運が悪い。もうすぐ車道というところで、信号が点滅しだした。しかたない、次に青になるのを待とう。いくら車どおりがなくても、自分の良心が「赤信号は渡るな」と語りかけてくる。ぼけーっとしていると、子供たちがワイワイしながら、こっちに向かってくる。そして、子供たちが赤信号なのに道路を渡ろうとしている!
「おい、赤信号だぞ。危ないぞ」
僕がそう言うと、子供たちの反応は三者三葉だった。
「えー」
「無視しちゃえ」
「青信号になるのを待とうよ。このおじさんの言うとおりだよ」
おじさん? 僕はまだ、大学生なのに。ショックを受けていると、子供たちは道路を渡るのをやめていた。彼らには、まだ良心があったらしい。

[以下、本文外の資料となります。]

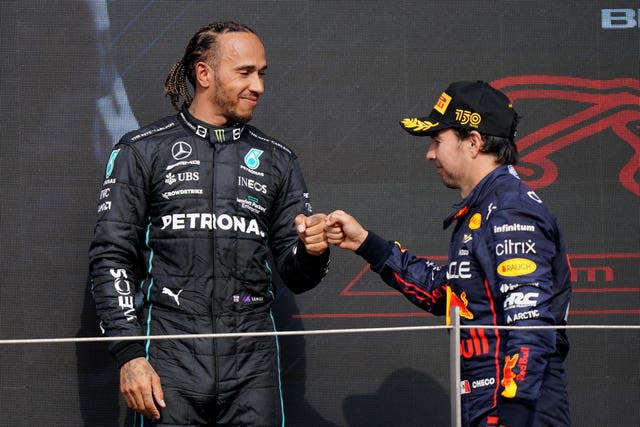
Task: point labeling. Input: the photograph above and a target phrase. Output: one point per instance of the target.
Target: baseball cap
(470, 105)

その時、交差点を軽トラックが曲がってくる。大丈夫、三人とも僕の注意で赤信号を渡っていない。僕はほっとした。
次の瞬間、風がビューっと吹き荒れ、子供の帽子が吹き飛ばされる。
「あっ」
子供が帽子を追って車道に飛び出した! 僕の体は本能的に動いていた。子供を突き飛ばした瞬間、軽トラックが僕を跳ね飛ば……。